By Aaron Humes
Belize Telemedia Limited (BTL) is seeking the return of Great Belize Productions Limited as well as $10 million it alleges its former owners illegally used to finance the television production company and to buy shares in it.
The now state-owned telecommunications company faces an appeal from Great Belize Productions, the parent company of Great Belize Television (Channel 5); its chief shareholders, Channel Overseas Investments Limited, Katalyst Developments Limited and Thames Ventures Limited; as well as several other companies tied to the “Ashcroft Alliance” which had owned BTL, and former BTL directors Philip Zuniga and Keith Arnold.
Justices Dennis Morrison, Christopher Blackman and Minnet Hafiz-Bertram presided over the appeal, heard on Tuesday and Wednesday of this week.
The appellants seek a reversal of then-Acting Chief Justice Samuel Awich’s decision in May of 2011 against a strike-out of the summary judgment he previously issued in favour of BTL.
BTL, represented by Senior Counsel Michael Young, alleges that Channel Overseas, Katalyst and Thames, all subsidiaries of BTL at the time of the nationalization, participated in a divestment of BTL’s investment in Great Belize Productions on August 23, 2009, the Sunday before the first nationalization of BTL by the Government of Belize.

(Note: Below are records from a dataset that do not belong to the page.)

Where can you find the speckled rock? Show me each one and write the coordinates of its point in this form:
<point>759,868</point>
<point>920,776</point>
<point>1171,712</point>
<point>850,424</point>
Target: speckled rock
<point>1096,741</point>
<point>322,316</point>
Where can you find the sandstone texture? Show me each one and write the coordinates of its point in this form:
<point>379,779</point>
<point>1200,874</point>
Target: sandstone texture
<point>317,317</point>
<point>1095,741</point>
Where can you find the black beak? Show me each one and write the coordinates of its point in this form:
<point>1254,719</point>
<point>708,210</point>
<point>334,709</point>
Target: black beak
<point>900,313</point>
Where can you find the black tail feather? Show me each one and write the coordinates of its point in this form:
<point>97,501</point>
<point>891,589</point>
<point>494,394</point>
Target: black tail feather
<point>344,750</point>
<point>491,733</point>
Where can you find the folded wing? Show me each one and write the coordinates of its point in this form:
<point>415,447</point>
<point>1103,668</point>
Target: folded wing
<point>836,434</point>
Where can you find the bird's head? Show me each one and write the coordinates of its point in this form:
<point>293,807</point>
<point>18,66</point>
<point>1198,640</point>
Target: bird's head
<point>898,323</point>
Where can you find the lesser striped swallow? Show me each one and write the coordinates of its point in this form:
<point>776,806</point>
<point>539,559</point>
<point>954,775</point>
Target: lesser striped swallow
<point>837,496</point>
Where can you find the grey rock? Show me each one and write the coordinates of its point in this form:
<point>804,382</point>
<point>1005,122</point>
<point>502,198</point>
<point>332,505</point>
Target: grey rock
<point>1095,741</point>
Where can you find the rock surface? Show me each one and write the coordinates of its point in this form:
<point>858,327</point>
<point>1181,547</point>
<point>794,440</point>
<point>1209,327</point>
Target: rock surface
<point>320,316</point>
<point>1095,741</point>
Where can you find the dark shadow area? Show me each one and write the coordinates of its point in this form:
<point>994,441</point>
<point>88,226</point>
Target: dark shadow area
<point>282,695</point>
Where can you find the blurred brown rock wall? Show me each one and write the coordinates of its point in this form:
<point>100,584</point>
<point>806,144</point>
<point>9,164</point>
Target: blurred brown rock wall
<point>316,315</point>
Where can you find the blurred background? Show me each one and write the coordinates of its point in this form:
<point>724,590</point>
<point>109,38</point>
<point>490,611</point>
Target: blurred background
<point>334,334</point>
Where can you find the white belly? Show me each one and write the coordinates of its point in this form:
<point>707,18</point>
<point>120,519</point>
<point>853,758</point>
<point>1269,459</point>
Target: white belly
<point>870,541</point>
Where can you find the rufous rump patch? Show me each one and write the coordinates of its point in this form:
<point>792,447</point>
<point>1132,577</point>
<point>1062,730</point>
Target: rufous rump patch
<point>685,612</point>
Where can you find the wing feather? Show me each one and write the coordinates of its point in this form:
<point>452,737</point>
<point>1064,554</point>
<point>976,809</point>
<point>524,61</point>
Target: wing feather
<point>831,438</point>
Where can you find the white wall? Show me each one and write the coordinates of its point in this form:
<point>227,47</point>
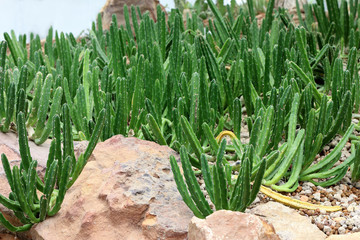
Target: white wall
<point>25,16</point>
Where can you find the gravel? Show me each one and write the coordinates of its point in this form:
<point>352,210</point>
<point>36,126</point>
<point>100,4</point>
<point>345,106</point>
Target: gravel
<point>345,194</point>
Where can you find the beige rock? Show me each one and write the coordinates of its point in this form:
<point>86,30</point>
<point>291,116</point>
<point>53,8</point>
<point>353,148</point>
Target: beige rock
<point>288,223</point>
<point>225,224</point>
<point>126,191</point>
<point>352,236</point>
<point>117,7</point>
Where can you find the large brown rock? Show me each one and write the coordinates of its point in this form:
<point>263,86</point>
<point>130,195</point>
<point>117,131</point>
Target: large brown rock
<point>126,191</point>
<point>117,7</point>
<point>288,223</point>
<point>225,224</point>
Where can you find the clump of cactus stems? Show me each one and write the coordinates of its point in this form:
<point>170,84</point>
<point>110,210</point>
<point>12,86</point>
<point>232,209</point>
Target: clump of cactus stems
<point>223,191</point>
<point>62,170</point>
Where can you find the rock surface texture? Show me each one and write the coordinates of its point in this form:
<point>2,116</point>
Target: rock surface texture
<point>231,225</point>
<point>117,7</point>
<point>126,191</point>
<point>288,223</point>
<point>353,236</point>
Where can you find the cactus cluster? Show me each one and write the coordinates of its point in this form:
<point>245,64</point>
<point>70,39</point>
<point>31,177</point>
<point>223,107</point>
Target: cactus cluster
<point>181,85</point>
<point>62,170</point>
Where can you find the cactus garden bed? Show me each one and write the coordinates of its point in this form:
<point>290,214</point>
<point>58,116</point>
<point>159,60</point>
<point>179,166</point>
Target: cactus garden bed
<point>292,88</point>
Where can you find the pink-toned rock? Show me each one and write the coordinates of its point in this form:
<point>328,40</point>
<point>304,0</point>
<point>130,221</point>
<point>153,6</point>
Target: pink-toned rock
<point>117,7</point>
<point>288,223</point>
<point>225,224</point>
<point>126,191</point>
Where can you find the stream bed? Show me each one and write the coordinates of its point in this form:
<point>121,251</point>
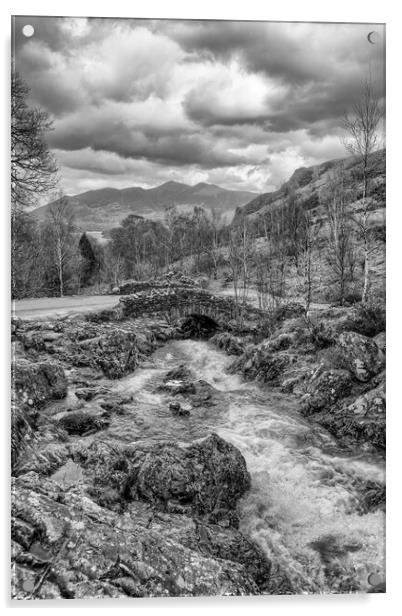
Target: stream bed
<point>304,507</point>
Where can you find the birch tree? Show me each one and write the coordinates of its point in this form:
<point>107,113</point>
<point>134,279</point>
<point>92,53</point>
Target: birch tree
<point>59,231</point>
<point>362,128</point>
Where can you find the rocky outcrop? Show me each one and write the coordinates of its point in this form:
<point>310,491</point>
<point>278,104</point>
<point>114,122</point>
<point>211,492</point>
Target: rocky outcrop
<point>233,345</point>
<point>362,420</point>
<point>35,383</point>
<point>66,546</point>
<point>84,422</point>
<point>260,363</point>
<point>324,389</point>
<point>362,355</point>
<point>142,520</point>
<point>204,478</point>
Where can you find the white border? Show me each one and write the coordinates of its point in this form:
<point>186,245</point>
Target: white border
<point>305,10</point>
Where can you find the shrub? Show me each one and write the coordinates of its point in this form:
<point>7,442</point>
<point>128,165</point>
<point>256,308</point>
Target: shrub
<point>321,335</point>
<point>369,319</point>
<point>333,358</point>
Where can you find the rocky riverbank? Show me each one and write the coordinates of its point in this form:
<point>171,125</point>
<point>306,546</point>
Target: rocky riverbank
<point>99,518</point>
<point>333,362</point>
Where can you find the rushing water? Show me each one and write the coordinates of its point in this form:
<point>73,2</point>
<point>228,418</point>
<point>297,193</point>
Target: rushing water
<point>303,505</point>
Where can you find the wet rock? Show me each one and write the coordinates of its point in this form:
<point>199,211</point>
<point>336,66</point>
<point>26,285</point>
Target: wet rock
<point>84,422</point>
<point>360,421</point>
<point>229,343</point>
<point>204,478</point>
<point>22,423</point>
<point>204,395</point>
<point>362,355</point>
<point>281,342</point>
<point>46,460</point>
<point>372,497</point>
<point>35,383</point>
<point>100,553</point>
<point>259,363</point>
<point>88,393</point>
<point>324,389</point>
<point>178,387</point>
<point>381,341</point>
<point>181,373</point>
<point>229,544</point>
<point>178,409</point>
<point>371,403</point>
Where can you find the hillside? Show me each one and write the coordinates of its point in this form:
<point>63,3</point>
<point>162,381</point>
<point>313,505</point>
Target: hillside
<point>307,182</point>
<point>100,210</point>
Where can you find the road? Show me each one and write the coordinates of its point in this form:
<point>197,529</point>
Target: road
<point>58,307</point>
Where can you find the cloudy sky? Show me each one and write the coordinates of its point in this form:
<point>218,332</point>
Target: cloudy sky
<point>239,104</point>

Previously, BTL had provided some $5 million in financing to Great Belize Productions, which it wrote off at the time of the divestment, and separately bought shares in the company. To protect it from the nationalization, it was spun out to Katalyst which then divided ownership between Channel Overseas, based in Nevis, and Thames.
The companies argue that neither they nor the ex-BTL directors can be sued for their actions because they are protected by an indemnity clause and separate deed of indemnity from all liabilities, costs, charges and other matters incurred under their leadership.
Senior Counsel Eamon Courtenay and Jose Alpuche argued in court that the companies themselves made no decisions, only the BTL directors in relation to them, and those decisions were in any event within their power to make. Therefore no cause of action lies against them.
But according to Young, their actions were deliberately intended to leave BTL millions poorer, while increasing Great Belize’s value and establishing it as a “voice against the Government.”
But despite the Government initially saying at the time of the first nationalization that BTL was not interested in Channel 5, Young now says the company was wrongfully removed from BTL’s portfolio of assets and should be returned. He pointed out that smaller shareholders were not able to participate in the divestment and lost out on potential benefits.
Like several other cases decided in Belize , this case will be impacted by the decision of the Caribbean Court of Justice on the nationalization cases which come up in December. The 2009 acquisition was not upheld by either the Supreme Court or Court of Appeal, while the 2011 acquisition, buttressed by the Eighth Amendment to the Constitution, was also largely rejected by the Supreme Court. However, the Court of Appeal in a majority decision, ruled that the 2011 nationalization was valid.